Annestown Swell Statistics, Autumn: All Swell – Any Wind
The rose diagram shows the range of swells directed at Annestown over a normal northern hemisphere autumn and is based upon 7252 NWW3 model predictions since 2006 (values every 3 hours). The wave model does not forecast surf and wind right at the shore so we have chosen the most applicable grid node based on what we know about Annestown. In this particular case the best grid node is 21 km away (13 miles).

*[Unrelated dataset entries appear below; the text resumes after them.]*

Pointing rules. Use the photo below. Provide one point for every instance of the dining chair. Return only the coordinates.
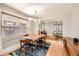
(25, 46)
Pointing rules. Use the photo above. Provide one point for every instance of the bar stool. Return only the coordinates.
(24, 46)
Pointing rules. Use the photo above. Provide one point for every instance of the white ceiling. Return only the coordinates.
(44, 10)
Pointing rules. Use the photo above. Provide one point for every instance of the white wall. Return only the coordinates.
(66, 19)
(9, 10)
(75, 21)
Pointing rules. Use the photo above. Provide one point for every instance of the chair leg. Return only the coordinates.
(20, 52)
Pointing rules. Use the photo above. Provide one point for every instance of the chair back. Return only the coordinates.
(22, 42)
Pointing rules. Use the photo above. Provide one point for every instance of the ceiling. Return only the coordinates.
(44, 10)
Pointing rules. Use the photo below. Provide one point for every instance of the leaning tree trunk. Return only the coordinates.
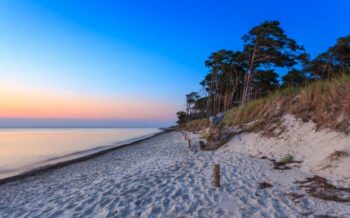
(248, 79)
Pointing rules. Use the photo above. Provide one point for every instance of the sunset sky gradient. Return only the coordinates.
(133, 60)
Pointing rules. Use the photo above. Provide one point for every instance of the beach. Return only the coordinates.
(162, 177)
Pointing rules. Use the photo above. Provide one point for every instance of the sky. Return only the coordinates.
(130, 63)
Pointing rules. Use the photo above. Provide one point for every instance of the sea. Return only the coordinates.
(23, 150)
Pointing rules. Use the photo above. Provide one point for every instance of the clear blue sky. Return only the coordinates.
(149, 50)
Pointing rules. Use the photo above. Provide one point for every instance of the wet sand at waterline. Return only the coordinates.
(162, 177)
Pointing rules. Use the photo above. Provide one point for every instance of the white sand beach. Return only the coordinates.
(162, 177)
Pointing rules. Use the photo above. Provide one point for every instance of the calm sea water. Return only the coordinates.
(25, 149)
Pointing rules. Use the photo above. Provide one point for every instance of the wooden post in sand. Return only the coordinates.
(216, 173)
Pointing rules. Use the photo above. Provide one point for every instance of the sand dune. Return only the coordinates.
(161, 177)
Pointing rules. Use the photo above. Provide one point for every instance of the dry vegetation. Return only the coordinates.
(326, 103)
(195, 125)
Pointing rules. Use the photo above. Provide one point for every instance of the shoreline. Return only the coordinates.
(64, 163)
(162, 177)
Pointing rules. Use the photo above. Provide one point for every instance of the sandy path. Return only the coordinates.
(160, 177)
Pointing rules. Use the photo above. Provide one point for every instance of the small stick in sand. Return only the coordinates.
(216, 172)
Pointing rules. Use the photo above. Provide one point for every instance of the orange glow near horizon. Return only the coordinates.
(36, 104)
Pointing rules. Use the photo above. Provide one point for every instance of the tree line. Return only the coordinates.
(236, 77)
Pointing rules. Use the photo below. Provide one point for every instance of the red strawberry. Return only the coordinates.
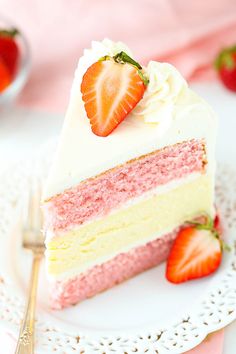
(5, 77)
(111, 88)
(196, 253)
(9, 50)
(226, 67)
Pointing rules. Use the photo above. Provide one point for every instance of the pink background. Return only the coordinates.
(186, 33)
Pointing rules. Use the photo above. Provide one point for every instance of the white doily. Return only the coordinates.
(216, 309)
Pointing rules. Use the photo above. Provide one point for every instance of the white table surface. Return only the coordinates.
(22, 131)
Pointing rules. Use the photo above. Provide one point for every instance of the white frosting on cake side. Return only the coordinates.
(168, 113)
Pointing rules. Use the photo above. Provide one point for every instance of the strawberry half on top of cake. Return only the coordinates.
(135, 161)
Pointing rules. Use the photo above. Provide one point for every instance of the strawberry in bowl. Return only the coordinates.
(225, 65)
(14, 62)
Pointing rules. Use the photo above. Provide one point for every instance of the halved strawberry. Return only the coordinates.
(5, 77)
(196, 253)
(111, 88)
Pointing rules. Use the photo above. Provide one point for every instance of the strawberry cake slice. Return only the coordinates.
(135, 161)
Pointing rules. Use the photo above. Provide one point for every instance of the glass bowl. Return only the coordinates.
(21, 76)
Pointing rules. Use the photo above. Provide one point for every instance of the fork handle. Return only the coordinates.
(25, 344)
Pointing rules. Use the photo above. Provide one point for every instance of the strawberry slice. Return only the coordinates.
(5, 77)
(111, 88)
(196, 253)
(9, 51)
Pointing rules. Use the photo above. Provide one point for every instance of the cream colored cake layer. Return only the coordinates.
(103, 239)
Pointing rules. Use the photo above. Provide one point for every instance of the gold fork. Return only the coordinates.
(33, 240)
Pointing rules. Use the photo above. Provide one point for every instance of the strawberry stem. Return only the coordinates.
(122, 58)
(9, 32)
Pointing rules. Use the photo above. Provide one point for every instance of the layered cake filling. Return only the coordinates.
(92, 198)
(118, 194)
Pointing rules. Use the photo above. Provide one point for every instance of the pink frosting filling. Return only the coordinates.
(96, 197)
(113, 272)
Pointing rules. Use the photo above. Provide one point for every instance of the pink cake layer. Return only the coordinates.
(113, 272)
(98, 196)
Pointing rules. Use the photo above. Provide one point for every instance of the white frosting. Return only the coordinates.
(178, 113)
(164, 88)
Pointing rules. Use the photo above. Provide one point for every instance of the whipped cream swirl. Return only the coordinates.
(165, 86)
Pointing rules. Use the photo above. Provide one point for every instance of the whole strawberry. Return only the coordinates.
(226, 66)
(196, 252)
(9, 51)
(111, 88)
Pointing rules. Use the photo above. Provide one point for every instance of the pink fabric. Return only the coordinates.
(111, 273)
(185, 33)
(92, 198)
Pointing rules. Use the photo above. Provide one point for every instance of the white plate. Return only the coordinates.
(144, 315)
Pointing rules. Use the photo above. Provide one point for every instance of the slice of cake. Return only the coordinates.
(135, 161)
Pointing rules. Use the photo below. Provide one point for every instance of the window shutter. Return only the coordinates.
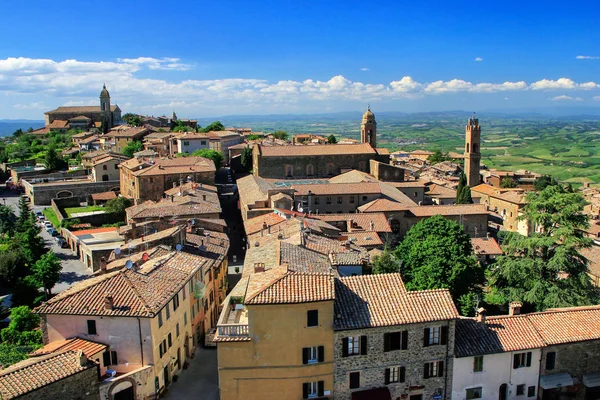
(386, 342)
(106, 358)
(444, 338)
(363, 345)
(404, 340)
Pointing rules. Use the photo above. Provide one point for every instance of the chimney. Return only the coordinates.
(480, 317)
(514, 308)
(108, 302)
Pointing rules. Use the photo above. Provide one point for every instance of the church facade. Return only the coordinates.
(85, 117)
(320, 160)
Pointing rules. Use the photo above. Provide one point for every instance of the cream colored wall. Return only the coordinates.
(270, 365)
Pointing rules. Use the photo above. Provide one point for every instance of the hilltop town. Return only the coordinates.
(149, 257)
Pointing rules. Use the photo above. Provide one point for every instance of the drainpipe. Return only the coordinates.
(141, 344)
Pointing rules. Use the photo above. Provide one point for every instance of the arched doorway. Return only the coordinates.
(503, 391)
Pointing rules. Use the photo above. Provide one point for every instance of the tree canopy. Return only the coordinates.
(545, 269)
(133, 147)
(436, 254)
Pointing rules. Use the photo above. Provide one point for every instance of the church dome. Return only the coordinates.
(104, 92)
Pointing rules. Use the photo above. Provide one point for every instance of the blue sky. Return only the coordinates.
(248, 57)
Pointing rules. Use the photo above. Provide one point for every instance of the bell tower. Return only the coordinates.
(368, 128)
(472, 151)
(105, 106)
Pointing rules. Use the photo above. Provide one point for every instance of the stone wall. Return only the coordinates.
(83, 386)
(372, 365)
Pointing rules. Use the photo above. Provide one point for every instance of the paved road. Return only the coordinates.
(73, 270)
(199, 381)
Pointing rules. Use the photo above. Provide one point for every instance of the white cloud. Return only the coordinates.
(566, 98)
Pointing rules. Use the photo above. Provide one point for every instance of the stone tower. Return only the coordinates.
(105, 106)
(472, 151)
(368, 128)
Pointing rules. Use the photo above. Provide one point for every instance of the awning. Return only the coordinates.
(592, 380)
(556, 380)
(373, 394)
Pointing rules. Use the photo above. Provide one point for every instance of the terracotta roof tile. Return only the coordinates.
(34, 373)
(368, 301)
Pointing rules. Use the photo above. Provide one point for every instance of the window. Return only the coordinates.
(550, 360)
(313, 389)
(433, 369)
(521, 360)
(395, 341)
(395, 375)
(435, 335)
(354, 345)
(354, 380)
(478, 364)
(92, 327)
(312, 318)
(474, 393)
(311, 355)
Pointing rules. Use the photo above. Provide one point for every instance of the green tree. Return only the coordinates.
(436, 253)
(385, 262)
(507, 182)
(437, 157)
(246, 158)
(46, 272)
(132, 147)
(544, 181)
(118, 206)
(211, 154)
(546, 269)
(281, 135)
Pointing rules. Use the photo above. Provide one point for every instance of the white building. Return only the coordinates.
(496, 358)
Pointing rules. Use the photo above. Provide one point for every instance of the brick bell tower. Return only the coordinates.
(368, 128)
(472, 151)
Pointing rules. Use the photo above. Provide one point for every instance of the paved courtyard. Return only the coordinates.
(199, 381)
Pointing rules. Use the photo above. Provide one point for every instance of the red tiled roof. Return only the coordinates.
(368, 301)
(315, 150)
(34, 373)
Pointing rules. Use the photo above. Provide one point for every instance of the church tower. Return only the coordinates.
(105, 106)
(472, 151)
(368, 128)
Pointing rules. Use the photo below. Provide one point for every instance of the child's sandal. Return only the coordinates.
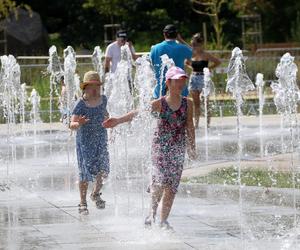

The rose diagram describes the distribution of swell directions and swell sizes, while the graph at the bottom shows the same thing without direction information. Five colours represent increasing wave sizes. Very small swells of less than 0.5m (1.5 feet) high are shown in blue. These occurred 36% of the time. Green and yellow show increasing swell sizes and red illustrates biggest swells greater than >3m (>10ft). In both graphs, the area of any colour is proportional to how commonly that size swell occurs.
The diagram implies that the most common swell direction, shown by the longest spokes, was SW, whereas the the prevailing wind blows from the WSW. Because the wave model grid is offshore, sometimes a strong offshore wind blows largest waves away from Annestown and away from the coast. We group these with the no surf category of the bar chart. To avoid confusion we don't show these in the rose graph. Because wind determines whether or not waves are good for surfing at Annestown, you can view an alternative image that shows only the swells that were predicted to coincide with glassy or offshore wind conditions. During a typical northern hemisphere autumn, swells large enough to cause clean enough to surf waves at Annestown run for about 28% of the time.
IMPORTANT: Beta version feature! Swell heights are open water values from NWW3. There is no attempt to model near-shore effects. Coastal wave heights will generally be less, especially if the break does not have unobstructed exposure to the open ocean.